Department of Psychology, Sun Yat-sen University, Guangzhou, China.
Cambridge Centre for Ageing and Neuroscience (Cam-CAN), University of Cambridge and MRC Cognition and Brain Sciences Unit, Cambridge, UK.
Hum Brain Mapp. 2021 Apr 1;42(5):1446-1462. doi: 10.1002/hbm.25305. Epub 2020 Dec 5.

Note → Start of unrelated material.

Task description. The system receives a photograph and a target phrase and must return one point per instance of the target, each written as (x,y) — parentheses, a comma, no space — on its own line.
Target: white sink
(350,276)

The indispensability of visual working memory (VWM) in human daily life suggests its importance in higher cognitive functions and neurological diseases. However, despite the extensive research efforts, most findings on the neural basis of VWM are limited to a unimodal context (either structure or function) and have low generalization. To address the above issues, this study proposed the usage of multimodal neuroimaging in combination with machine learning to reveal the neural mechanism of VWM across a large cohort (N = 547). Specifically, multimodal magnetic resonance imaging features extracted from voxel-wise amplitude of low-frequency fluctuations, gray matter volume, and fractional anisotropy were used to build an individual VWM capacity prediction model through a machine learning pipeline, including the steps of feature selection, relevance vector regression, cross-validation, and model fusion. The resulting model exhibited promising predictive performance on VWM (r = .402, p < .001), and identified features within the subcortical-cerebellum network, default mode network, motor network, corpus callosum, anterior corona radiata, and external capsule as significant predictors. The main results were then compared with those obtained on emotional regulation and fluid intelligence using the same pipeline, confirming the specificity of our findings. Moreover, the main results maintained well under different cross-validation regimes and preprocess strategies. These findings, while providing richer evidence for the importance of multimodality in understanding cognitive functions, offer a solid and general foundation for comprehensively understanding the VWM process from the top down.
视觉工作记忆(VWM)在人类日常生活中的不可或缺性表明了它在高级认知功能和神经疾病中的重要性。然而,尽管已经进行了广泛的研究,但大多数关于 VWM 神经基础的发现都局限于单一模态的背景(结构或功能),并且通用性较低。为了解决上述问题,本研究提出了使用多模态神经影像学结合机器学习的方法,以在大样本(N=547)中揭示 VWM 的神经机制。具体来说,从体素幅度低频波动、灰质体积和各向异性分数中提取的多模态磁共振成像特征,通过机器学习管道,包括特征选择、相关向量回归、交叉验证和模型融合,用于构建个体 VWM 容量预测模型。该模型在 VWM 上表现出有前途的预测性能(r=0.402,p<0.001),并确定了皮质下-小脑网络、默认模式网络、运动网络、胼胝体、前冠状辐射和外囊内的特征作为重要预测因子。然后将主要结果与使用相同管道在情绪调节和流体智力方面获得的结果进行比较,证实了我们发现的特异性。此外,在不同的交叉验证方案和预处理策略下,主要结果仍然保持良好。这些发现为理解认知功能中多模态的重要性提供了更丰富的证据,为从自上而下全面理解 VWM 过程提供了坚实的、一般性的基础。